Reading the Shelves – Check-In

I finished 2018 strong, but 2019 has proven itself to be a challenge. And rather than using reading or writing as an escape or a way to refresh, I took time off from both for about a month. As I start to emerge from beneath my dark cloud, I am trying to reinstate the good habits I had developed. I participated in Tara Lazar’s StoryStorm and “won.” I signed up again for Julie Hedlund’s 12 x 12 Challenge. And I applied for the Writing With the Stars mentorship contest. (I didn’t win, but it was a wonderful experience to write out my goals, strengths, and challenges.)

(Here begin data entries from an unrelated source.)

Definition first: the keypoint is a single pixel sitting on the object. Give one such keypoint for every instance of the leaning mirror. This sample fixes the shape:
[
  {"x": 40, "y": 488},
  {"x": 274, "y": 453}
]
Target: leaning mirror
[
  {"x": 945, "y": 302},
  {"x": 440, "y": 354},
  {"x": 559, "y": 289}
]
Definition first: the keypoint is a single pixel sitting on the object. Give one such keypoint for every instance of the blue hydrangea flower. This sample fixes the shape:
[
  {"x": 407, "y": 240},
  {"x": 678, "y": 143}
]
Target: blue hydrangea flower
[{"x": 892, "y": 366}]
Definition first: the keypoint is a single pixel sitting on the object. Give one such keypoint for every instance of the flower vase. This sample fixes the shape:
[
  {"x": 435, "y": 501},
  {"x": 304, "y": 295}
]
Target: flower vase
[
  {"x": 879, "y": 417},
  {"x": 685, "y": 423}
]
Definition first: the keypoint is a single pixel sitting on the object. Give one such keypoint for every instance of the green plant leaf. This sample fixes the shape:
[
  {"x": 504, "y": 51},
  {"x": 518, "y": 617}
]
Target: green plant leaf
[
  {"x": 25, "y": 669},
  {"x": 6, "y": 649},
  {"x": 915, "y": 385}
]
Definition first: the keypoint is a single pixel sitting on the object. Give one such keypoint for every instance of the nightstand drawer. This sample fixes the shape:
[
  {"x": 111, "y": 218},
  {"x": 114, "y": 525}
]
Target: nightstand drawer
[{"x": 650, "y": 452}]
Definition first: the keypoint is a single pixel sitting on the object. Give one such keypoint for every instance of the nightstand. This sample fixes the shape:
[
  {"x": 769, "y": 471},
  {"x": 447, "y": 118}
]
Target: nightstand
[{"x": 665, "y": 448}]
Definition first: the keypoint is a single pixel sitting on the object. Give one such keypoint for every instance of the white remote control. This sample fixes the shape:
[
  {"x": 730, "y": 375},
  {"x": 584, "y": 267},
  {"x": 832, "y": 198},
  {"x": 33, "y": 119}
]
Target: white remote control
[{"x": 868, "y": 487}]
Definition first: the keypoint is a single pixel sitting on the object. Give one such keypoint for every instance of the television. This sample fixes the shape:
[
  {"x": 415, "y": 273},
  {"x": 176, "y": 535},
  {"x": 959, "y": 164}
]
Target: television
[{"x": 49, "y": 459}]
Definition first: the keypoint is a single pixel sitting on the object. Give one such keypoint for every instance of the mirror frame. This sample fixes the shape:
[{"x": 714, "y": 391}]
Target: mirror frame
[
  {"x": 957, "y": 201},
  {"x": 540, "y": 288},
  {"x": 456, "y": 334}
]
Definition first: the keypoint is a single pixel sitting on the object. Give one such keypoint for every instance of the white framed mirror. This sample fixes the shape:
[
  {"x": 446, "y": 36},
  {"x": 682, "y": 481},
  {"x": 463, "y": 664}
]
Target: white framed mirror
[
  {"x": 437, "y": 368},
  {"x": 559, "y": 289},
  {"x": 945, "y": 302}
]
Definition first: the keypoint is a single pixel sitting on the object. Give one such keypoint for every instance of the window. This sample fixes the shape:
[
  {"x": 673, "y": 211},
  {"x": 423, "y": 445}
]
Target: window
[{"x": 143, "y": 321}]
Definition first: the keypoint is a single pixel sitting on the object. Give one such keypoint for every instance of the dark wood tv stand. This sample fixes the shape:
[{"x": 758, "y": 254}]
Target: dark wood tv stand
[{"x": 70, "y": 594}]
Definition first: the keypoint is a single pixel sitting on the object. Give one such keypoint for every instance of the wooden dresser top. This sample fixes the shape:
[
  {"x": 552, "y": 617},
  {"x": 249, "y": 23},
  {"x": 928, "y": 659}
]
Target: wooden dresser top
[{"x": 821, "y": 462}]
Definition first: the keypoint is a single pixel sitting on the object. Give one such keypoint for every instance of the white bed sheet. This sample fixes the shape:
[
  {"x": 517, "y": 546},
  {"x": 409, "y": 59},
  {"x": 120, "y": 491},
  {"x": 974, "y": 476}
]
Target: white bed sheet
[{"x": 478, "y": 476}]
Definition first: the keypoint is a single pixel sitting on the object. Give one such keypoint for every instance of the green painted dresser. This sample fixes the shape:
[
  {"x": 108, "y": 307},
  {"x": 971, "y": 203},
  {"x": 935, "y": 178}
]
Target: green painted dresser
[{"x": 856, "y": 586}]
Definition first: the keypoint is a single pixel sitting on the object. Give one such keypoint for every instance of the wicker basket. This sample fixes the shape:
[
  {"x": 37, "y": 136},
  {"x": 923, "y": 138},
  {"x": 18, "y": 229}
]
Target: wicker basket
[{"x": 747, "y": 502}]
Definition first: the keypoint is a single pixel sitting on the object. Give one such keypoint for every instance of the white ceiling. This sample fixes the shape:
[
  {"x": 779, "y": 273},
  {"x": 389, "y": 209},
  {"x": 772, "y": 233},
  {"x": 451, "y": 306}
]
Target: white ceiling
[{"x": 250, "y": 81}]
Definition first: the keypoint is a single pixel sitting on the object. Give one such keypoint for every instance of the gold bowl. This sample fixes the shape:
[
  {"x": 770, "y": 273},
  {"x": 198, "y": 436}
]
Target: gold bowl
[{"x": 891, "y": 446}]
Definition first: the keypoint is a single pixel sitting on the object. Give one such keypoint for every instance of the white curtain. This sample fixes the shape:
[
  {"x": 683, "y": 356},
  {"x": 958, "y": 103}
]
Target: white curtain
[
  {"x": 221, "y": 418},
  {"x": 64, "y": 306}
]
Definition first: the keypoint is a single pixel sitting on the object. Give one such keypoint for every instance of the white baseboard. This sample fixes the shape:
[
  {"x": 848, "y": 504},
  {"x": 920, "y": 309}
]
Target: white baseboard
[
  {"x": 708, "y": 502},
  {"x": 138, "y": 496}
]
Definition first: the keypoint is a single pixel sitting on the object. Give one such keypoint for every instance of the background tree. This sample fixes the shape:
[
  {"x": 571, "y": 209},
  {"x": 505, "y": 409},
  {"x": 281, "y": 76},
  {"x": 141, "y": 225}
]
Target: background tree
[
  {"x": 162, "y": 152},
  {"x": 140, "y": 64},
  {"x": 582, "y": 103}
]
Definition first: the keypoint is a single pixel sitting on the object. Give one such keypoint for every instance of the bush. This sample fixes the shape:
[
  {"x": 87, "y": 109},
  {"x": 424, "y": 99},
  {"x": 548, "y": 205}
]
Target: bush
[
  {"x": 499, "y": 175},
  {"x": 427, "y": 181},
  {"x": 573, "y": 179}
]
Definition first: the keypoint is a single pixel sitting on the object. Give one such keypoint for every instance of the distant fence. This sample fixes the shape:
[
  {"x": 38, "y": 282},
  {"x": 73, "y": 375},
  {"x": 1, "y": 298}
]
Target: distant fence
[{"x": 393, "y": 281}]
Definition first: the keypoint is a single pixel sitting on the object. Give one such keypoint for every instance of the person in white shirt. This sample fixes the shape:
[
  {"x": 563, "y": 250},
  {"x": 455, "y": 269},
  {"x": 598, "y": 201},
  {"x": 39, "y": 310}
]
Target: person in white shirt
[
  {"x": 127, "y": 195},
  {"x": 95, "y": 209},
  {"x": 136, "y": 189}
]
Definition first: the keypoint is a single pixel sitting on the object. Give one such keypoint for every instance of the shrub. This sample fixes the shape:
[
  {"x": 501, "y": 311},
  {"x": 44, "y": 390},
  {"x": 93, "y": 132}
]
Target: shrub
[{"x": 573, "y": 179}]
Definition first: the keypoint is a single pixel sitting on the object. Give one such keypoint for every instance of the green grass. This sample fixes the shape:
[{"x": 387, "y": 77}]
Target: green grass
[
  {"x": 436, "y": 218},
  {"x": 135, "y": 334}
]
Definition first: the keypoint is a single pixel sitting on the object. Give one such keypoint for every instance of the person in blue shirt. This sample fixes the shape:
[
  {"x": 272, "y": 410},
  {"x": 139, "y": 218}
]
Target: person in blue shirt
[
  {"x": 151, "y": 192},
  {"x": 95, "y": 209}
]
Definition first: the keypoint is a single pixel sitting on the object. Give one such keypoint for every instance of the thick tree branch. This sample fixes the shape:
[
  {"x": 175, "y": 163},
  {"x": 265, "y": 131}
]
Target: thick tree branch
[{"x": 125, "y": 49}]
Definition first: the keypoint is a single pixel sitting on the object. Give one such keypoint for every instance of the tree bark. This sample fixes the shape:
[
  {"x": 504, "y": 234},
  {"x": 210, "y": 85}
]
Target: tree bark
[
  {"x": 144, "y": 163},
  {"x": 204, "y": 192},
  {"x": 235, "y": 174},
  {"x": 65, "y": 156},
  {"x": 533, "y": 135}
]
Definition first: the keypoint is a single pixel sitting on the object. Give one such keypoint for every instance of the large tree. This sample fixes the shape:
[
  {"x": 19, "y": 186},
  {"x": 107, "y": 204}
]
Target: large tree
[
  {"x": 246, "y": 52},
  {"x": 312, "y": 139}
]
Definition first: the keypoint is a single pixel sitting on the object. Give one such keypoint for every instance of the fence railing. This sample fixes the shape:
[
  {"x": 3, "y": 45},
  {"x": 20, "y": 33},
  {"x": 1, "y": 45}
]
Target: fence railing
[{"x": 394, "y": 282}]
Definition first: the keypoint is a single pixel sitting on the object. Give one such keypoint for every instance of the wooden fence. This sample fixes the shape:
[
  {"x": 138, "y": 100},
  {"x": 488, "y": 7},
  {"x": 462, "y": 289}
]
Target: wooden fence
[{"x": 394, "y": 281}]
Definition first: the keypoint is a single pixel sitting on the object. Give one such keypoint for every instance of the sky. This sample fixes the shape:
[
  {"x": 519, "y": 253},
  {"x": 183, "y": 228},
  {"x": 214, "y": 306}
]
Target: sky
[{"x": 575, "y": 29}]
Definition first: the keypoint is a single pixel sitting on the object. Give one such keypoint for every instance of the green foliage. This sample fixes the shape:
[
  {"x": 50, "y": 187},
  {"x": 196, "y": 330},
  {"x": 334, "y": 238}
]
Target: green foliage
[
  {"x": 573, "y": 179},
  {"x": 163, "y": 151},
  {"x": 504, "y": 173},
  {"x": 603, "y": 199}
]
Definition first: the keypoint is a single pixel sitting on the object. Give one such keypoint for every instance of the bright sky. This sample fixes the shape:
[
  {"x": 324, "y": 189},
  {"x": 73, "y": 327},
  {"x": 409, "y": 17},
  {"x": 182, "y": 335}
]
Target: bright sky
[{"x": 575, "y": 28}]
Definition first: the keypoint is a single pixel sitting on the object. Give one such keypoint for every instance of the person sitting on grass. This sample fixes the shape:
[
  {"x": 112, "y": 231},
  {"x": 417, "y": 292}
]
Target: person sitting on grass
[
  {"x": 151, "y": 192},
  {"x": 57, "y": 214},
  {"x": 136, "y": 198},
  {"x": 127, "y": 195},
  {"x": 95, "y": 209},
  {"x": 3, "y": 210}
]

Since I never finished recording the books I read in 2018, I’ll add them here as a first step. Also, to confess fully, although this is titled “Reading the Shelves” and is intended to help me finally work through my collection of books, I bought some new books over the holidays. Don’t judge. They brought me joy. Even Marie Kondo would approve. 

Recently Completed

Fiction (Adult/YA)

  • Inevitable and Only by Lisa Rosinsky. I met Lisa, a book editor, at an NESCBWI event. I learned she had been the Writer-in-Residence at the Boston Public Library, so I wanted find her book. When I discovered a signed copy available at Barnes & Noble, I took that as a sign that I should buy it. The story weaves together significant family drama (Dad brings home a daughter he had from an affair…who is only a few months older than the main character, Cadie, and who no one knew existed), the agony of adolescence (especially first love), and the theatre. It wasn’t love at first page, but it soon drew me in. And when I stayed up late one night just to finish it, the tears were real and intense.

Fiction (Middle Grades)

  • Invisible Emma by Terri Libenson. I purchased this for my son, who likes realistic fiction graphic novels. He wasn’t interested, so I read it instead. It was pretty short and parts were charming. But I don’t think it was spectacular, and I haven’t been inspired to read the other books in the series.
  • Hidden by Loic Duvillier (illus. by Marc Lizaro and Greg Salsedo). My son brought this graphic novel home from his school library, and it was a much stronger read. A grandmother tells her granddaughter how she was hidden by neighbors and friends when her parents were sent to concentration camps. Incredibly moving.
  • Anastasia Krupnik and Anastasia Again! by Lois Lowry. I don’t know how I missed this series as a young reader, but I’m grateful to have found it now. These are the first two books about Anastasia, a wonderfully relatable character. Young me would have wished I could be as bold and dramatic as she was. Adult me appreciates how the parents are written as full-fledged humans (realistically flawed and complex) but who feel safe and comforting as you would expect in a light-hearted, humorous book for tweens and younger.